El sector textil y de confección en Argentina ha enfrentado una reducción significativa en el empleo, con una caída del 46,7% en comparación con el año 2023. Este descenso, según datos de la Secretaría de Producción y el Instituto Nacional de Estadística y Censos (INDEC), refleja una situación crítica en un sector que históricamente ha sido un pilar económico para el país. Los fabricantes y empresarios en el ámbito textil señalan que la caída está vinculada a una serie de factores, entre ellos la desregulación del mercado y la falta de inversión en innovación tecnológica.
Según un informe reciente publicado por La Nación, la ropa ya está siendo vendida en un 30% más barata en el contexto de la gestión económica de Sergio Milei, pero el sector textil ha perdido el mayor porcentaje de empleo en comparación con otros sectores fabriles. Este contraste es particularmente relevante en un momento en el que el país busca reactivar la producción manufacturera.
El desplome en la actividad textil no solo afecta a las empresas, sino que también genera una crisis en el suministro de productos para el mercado interno y exportador. Los productores informales, que han sido históricamente importantes en este sector, están enfrentándose a una mayor presión por la falta de mano de obra y materiales. Este fenómeno se refleja en una disminución de la producción y un aumento en los costos de fabricación.
En el contexto global, el sector textil enfrenta desafíos similares a otros países, como Europa, donde también se observa una reducción en la producción de tejidos y prendas. Sin embargo, en Argentina, el impacto es más pronunciado debido a la falta de financiamiento y la desregularización de las cadenas de suministro.
Los funcionarios nacionales, en cambio, sostienen que la alta precio de la ropa se debe a un aumento en los costos de materiales y una política de proteccionismo que limita la importación de tejidos. Este disenso entre las autoridades y el sector privado ha generado una falta de coordinación en la toma de decisiones, lo que ha exacerbado la crisis en el sector.

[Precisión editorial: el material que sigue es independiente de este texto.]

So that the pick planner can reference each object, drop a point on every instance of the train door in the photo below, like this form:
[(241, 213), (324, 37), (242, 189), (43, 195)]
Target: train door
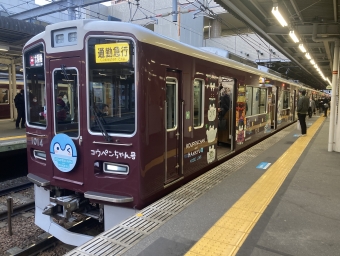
[(226, 129), (173, 122), (65, 75)]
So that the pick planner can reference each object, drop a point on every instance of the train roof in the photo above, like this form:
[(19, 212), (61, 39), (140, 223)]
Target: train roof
[(146, 36)]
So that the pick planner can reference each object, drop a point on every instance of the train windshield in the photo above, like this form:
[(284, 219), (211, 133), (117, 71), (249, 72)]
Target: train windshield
[(111, 69), (35, 86)]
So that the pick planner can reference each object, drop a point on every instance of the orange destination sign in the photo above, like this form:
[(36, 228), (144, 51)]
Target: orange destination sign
[(115, 52)]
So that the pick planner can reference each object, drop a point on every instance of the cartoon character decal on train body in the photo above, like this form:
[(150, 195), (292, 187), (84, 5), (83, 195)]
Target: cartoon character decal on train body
[(211, 131), (63, 152)]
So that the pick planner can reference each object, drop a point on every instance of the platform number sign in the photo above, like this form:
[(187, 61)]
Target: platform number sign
[(37, 142)]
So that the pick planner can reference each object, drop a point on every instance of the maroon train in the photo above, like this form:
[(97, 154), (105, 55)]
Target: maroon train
[(118, 116)]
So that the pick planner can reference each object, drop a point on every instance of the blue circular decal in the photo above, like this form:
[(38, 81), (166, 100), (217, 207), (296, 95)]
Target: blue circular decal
[(63, 152)]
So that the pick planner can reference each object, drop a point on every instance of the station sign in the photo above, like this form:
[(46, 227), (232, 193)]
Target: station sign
[(109, 53)]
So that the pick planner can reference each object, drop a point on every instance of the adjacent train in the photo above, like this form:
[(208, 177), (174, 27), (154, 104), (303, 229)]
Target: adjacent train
[(124, 115)]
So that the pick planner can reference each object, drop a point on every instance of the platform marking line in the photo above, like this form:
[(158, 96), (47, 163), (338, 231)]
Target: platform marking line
[(227, 235), (13, 137)]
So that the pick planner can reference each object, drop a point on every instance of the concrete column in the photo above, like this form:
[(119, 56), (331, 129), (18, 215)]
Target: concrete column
[(334, 128), (12, 94), (14, 85), (216, 28)]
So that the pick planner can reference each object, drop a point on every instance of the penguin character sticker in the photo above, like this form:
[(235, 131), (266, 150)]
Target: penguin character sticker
[(63, 153)]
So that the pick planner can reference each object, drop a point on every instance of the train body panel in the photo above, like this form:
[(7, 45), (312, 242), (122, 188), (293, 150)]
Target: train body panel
[(124, 115)]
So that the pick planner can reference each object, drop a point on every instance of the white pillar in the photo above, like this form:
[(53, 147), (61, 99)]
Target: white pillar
[(14, 85), (334, 126)]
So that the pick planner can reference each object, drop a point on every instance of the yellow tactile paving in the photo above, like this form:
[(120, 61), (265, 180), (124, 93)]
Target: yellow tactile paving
[(227, 235), (13, 137)]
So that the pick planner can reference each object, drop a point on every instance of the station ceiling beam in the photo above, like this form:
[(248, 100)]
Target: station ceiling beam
[(305, 30), (53, 7)]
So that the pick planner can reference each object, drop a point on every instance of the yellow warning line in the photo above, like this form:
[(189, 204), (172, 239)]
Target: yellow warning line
[(227, 235), (14, 137)]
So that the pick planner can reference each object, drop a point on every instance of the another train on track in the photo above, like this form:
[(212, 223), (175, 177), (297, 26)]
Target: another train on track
[(129, 115)]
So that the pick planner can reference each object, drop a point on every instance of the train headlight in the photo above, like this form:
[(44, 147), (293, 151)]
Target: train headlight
[(115, 168), (39, 154)]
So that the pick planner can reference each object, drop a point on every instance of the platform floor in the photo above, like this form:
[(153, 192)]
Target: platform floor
[(10, 137), (290, 208)]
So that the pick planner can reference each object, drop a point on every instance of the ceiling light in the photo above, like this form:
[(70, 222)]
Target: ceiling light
[(4, 48), (278, 16), (302, 48), (329, 81), (293, 36)]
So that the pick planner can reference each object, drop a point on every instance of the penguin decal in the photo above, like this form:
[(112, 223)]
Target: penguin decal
[(63, 152)]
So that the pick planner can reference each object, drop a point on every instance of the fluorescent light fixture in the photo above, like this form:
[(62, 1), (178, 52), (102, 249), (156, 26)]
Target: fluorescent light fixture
[(278, 16), (293, 36), (4, 48), (302, 48)]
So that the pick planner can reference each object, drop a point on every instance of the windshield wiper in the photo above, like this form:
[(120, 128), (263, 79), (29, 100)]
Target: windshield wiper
[(101, 126)]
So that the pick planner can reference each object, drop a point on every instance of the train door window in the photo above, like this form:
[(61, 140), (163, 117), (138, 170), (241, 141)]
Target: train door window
[(285, 99), (66, 101), (263, 101), (256, 101), (198, 103), (35, 86), (171, 99), (111, 69), (249, 100)]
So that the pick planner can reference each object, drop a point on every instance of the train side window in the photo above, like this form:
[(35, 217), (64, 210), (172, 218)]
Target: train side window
[(198, 103), (263, 101), (35, 87), (285, 99), (256, 101), (66, 101), (171, 100), (249, 100)]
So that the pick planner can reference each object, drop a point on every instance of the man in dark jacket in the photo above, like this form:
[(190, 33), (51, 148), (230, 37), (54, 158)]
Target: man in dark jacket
[(19, 101), (302, 110)]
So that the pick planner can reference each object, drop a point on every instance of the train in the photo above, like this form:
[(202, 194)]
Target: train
[(124, 116)]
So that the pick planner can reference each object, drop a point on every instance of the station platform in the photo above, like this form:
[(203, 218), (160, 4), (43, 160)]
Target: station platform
[(280, 197), (10, 137)]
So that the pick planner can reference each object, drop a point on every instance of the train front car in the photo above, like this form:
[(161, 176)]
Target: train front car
[(82, 144)]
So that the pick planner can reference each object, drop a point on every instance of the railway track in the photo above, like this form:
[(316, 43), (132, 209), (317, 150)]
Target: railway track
[(52, 241), (15, 188), (29, 205)]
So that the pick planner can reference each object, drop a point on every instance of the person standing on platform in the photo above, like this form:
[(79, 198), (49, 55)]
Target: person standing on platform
[(311, 108), (302, 110), (19, 101)]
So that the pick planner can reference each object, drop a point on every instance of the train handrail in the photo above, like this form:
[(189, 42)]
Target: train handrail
[(113, 143)]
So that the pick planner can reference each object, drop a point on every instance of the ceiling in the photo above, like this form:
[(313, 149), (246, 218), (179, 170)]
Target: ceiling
[(305, 18)]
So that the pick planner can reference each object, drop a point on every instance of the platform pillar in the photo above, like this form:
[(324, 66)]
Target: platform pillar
[(334, 126)]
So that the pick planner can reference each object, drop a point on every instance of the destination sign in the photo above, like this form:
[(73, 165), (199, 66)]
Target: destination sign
[(115, 52), (36, 60)]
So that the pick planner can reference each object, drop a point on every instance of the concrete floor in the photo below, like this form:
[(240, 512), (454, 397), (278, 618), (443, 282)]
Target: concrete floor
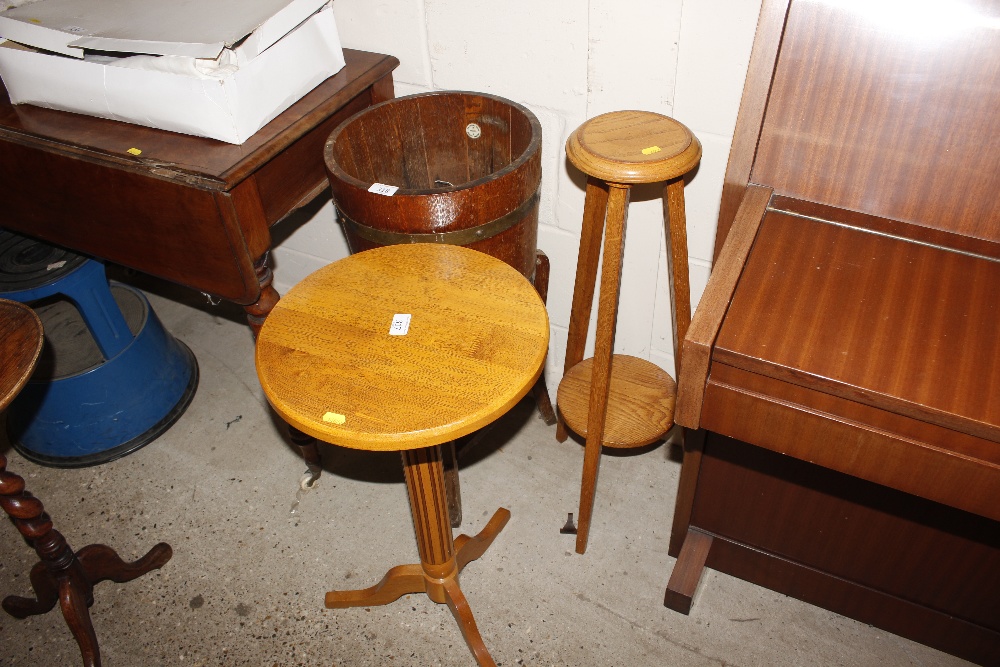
[(246, 582)]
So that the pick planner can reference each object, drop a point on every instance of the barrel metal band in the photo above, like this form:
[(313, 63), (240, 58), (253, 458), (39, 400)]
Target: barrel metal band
[(455, 237)]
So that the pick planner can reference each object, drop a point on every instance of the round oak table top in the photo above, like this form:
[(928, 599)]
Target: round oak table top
[(474, 344), (20, 345)]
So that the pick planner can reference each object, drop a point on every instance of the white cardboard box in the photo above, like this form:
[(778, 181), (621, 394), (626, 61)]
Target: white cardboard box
[(226, 96)]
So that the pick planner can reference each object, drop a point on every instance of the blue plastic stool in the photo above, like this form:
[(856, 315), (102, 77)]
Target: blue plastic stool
[(106, 401)]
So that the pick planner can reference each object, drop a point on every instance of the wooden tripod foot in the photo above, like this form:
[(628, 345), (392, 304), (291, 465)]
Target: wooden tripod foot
[(471, 548), (46, 595), (397, 582), (467, 623), (74, 602), (102, 563), (61, 574)]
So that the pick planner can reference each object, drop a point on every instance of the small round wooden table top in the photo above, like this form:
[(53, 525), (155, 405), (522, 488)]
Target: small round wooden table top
[(475, 344), (633, 147), (20, 345)]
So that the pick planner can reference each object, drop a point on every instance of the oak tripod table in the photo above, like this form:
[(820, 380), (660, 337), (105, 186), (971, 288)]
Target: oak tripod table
[(60, 575), (404, 348)]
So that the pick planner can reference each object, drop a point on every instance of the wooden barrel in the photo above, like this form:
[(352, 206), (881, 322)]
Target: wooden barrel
[(467, 167)]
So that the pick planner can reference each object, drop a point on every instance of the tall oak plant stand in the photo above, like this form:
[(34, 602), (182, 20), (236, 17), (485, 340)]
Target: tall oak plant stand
[(60, 575), (615, 400)]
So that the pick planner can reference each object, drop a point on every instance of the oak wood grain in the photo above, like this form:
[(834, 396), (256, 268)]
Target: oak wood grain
[(633, 147), (20, 345), (640, 402), (476, 344), (714, 304)]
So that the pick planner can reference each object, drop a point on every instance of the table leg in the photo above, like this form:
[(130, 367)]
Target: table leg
[(258, 311), (62, 575), (442, 558), (540, 391)]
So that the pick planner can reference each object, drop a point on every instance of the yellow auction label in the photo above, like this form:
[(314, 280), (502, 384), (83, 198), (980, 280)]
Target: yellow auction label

El problema no se limita a la producción; también afecta a las familias argentinas que dependen de la textil como fuente de ingresos. Los trabajadores informales, que conforman el 70% del empleo en el sector, están en una situación crítica, con muchos de ellos migrando a otras actividades o quedándose en la informalidad.
Para mitigar esta crisis, se requiere una estrategia integral que incluya la inversión en tecnología, la reducción de barreras para la importación de materiales y la promoción de la producción local. Además, es necesario garantizar que los trabajadores informales obtengan acceso a beneficios sociales y condiciones laborales adecuadas.